Avec Privilège, une série de portraits sobres illustrant des définitions de termes discriminants, le photographe Marzio Villa nous invite, avec sagesse, à interroger notre vision du racisme, et notre passé colonial.
« Les faits à caractère raciste et xénophobe ont augmenté en 2019, avec 1 142 faits comptabilisés, contre 496 en 2018 ».
Ce constat, tiré du bilan annuel du ministère de l’Intérieur, publié en janvier 2020 confirme les faits : le racisme en France est bel et bien présent, écrasant. Si le monde entier a les yeux tournés vers les États-Unis, où le mouvement Black Lives Matter prend de plus en plus d’ampleur, il est aisé d’oublier l’histoire – et les travers – de son propre pays. L’intolérance s’infiltre partout, elle s’impose dans le vocabulaire courant et devient chose commune. Elle brouille les esprits, et arrive à convaincre le public que parce qu’une injustice est coutumière, elle doit être acceptée.
« Cette expérience journalière m’est extrêmement familière – microagressions, contrôles policiers, insultes… Ces comportements, qu’ils soient subtils ou décomplexés, sont le quotidien des personnes non blanches dans les sociétés occidentales », déclare Marzio Villa. D’origine brésilienne, le photographe a grandi en Italie et a découvert son pays d’origine en 2018. Là-bas, il découvre le racisme dans un contexte hors Européen. Des disparités flagrantes entre les noirs et les blancs. Révolté, il se plonge dans des écrits sociologiques : Frantz Fanon, Angela Davis, ou encore Michele Alexander. « De ce vocabulaire typiquement anglais, et de ces concepts explorés particulièrement aux États-Unis, j’ai décidé de développer une recherche photographique européenne », poursuit-il.
Interroger sa vision de la société
Des portraits sobres et élégants, une palette de couleurs désaturée, un décor minimaliste… Les images de Privilège se veulent fortes, et lisibles. À leurs côtés, des termes anglophones sont expliqués, déconstruisant l’idée que le racisme est un mal du passé. « Fetichism of black woman », « White Fragility », « Passing », « Orientalism » … Les définitions font l’effet d’un coup de poing et s’attaquent aux différentes branches de la xénophobie – de la peur agressive de l’Homme blanc, à la sexualisation des femmes étrangères, les pratiques haineuses ne manquent pas. « Ici, nous pensons que ces problèmes sont lointains, que notre société est plus avancée. Il faut bien comprendre que l’Europe coloniale a été créée et s’est enrichie grâce au racisme, et que celui-ci est toujours bien ancré dans nos mœurs actuelles », rappelle Marzio Villa.
Dans Privilège, pas de fioriture, mais un accent sur la beauté des modèles, sur la dignité humaine.
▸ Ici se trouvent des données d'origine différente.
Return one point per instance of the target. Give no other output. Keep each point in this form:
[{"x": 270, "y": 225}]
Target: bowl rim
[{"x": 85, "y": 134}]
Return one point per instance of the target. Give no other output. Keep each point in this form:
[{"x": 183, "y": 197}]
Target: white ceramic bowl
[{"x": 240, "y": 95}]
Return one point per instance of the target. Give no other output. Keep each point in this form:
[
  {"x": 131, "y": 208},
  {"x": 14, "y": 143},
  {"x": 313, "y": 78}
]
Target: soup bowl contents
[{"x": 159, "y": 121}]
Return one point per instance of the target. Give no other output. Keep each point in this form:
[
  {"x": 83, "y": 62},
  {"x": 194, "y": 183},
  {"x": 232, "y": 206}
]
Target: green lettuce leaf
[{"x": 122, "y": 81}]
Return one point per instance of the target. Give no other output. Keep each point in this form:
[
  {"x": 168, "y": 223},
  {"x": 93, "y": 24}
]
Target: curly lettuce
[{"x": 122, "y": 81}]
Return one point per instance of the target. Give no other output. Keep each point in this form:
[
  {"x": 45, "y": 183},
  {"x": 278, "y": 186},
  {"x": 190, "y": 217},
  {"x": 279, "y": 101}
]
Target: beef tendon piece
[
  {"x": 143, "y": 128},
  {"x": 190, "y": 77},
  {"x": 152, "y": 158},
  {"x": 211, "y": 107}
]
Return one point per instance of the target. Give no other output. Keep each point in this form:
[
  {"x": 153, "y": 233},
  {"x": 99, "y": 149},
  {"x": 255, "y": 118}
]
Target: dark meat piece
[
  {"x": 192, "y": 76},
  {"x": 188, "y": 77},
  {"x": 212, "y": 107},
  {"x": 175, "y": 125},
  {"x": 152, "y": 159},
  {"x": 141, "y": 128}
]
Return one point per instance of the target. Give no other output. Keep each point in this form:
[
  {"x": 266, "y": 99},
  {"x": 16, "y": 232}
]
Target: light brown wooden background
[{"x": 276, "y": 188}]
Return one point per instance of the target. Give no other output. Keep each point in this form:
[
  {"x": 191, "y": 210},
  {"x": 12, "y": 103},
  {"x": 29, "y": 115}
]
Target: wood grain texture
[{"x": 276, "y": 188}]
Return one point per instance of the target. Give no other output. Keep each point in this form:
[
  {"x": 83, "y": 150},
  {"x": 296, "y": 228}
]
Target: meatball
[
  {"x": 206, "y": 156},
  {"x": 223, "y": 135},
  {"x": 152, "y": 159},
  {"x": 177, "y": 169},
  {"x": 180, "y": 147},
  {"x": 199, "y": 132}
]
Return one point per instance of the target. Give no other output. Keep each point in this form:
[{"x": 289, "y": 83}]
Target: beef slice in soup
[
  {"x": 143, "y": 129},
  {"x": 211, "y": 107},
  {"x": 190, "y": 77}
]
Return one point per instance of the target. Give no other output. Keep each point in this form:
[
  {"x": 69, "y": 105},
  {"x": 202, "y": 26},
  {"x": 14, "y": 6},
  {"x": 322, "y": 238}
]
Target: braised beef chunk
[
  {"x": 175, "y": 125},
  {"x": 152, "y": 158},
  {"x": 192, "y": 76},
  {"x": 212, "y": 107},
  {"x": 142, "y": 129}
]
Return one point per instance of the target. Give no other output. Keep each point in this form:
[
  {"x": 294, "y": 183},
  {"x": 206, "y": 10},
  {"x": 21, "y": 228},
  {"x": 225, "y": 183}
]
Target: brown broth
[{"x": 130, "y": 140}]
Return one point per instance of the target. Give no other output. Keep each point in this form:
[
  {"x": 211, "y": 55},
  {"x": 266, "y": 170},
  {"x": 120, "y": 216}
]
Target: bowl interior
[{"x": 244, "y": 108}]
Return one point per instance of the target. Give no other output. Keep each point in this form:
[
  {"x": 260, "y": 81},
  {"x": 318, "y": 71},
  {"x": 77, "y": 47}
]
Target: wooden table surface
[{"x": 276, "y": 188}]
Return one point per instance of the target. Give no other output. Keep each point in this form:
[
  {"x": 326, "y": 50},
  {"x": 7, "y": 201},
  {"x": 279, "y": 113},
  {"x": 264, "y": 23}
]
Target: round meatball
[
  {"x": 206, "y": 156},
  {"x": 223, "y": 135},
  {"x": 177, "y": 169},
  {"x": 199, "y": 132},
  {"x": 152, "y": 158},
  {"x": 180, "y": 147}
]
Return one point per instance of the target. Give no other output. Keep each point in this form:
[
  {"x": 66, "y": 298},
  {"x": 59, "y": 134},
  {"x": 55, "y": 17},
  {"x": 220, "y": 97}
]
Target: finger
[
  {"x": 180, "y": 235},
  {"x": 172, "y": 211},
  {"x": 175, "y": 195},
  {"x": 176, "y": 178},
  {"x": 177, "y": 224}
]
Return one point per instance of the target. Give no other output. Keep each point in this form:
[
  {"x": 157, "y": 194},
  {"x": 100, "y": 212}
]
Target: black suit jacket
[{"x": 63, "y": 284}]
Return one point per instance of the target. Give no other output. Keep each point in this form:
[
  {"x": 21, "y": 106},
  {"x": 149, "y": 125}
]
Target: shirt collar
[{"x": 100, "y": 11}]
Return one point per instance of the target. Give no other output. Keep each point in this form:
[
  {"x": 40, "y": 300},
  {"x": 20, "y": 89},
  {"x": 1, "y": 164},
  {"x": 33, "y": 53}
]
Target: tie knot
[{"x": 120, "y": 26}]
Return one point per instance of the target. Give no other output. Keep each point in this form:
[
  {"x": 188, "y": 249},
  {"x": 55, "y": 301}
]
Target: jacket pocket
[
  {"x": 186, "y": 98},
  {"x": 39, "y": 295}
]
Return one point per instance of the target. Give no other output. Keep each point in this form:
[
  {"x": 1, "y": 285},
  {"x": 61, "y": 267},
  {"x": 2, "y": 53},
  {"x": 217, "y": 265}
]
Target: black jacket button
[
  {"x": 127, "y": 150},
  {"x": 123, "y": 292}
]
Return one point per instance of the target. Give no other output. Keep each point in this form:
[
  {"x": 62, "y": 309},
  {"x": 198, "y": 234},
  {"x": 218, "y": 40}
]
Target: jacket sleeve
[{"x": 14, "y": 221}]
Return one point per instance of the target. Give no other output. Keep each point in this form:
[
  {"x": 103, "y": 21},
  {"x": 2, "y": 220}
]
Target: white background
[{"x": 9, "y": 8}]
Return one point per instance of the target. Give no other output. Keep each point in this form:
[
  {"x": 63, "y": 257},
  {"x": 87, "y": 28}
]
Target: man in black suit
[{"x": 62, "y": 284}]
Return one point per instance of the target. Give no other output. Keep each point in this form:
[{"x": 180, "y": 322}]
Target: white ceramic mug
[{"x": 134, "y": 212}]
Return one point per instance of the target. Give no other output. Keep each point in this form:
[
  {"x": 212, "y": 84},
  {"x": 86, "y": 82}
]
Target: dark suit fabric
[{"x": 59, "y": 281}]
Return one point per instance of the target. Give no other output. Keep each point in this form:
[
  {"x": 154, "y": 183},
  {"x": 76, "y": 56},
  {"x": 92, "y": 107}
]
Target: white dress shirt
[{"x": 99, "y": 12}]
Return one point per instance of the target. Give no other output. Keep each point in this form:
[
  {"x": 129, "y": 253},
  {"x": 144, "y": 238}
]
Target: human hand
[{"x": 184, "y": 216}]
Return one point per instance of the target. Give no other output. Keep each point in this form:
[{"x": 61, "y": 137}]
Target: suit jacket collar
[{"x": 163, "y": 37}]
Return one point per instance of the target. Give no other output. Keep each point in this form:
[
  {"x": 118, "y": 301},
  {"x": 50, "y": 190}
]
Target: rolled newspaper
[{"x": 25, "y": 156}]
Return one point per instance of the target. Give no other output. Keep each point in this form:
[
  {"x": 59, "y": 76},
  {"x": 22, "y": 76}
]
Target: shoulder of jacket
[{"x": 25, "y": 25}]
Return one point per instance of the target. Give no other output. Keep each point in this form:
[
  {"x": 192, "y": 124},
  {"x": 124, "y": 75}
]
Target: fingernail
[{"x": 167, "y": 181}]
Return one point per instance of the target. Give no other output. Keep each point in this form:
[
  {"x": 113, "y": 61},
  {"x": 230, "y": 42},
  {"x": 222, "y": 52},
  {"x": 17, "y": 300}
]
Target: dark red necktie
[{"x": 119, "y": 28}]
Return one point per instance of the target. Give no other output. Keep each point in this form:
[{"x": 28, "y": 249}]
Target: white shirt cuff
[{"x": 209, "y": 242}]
Avec finesse, le photographe imbrique son récit dans les gestes, les regards, et les quelques objets formant de tristes natures mortes. « Ce minimalisme esthétique fait partie de mon langage photographique depuis plusieurs années, et je le trouve particulièrement efficace pour concentrer l’attention sur le thème, et les mises en scène », explique-t-il. Véritable œuvre didactique, la série fait dialoguer mots et portraits, discriminations et discriminés. En effaçant toute scénographie superflue, l’artiste inscrit son travail dans une intemporalité nécessaire, et invite le regardeur à interroger sa vision de la société, passée, présente et future. « Il faut prendre le temps de réfléchir à nos actions quotidiennes et remettre en cause des habitudes inculquées par un racisme systémique ambiant », conclut Marzio Villa.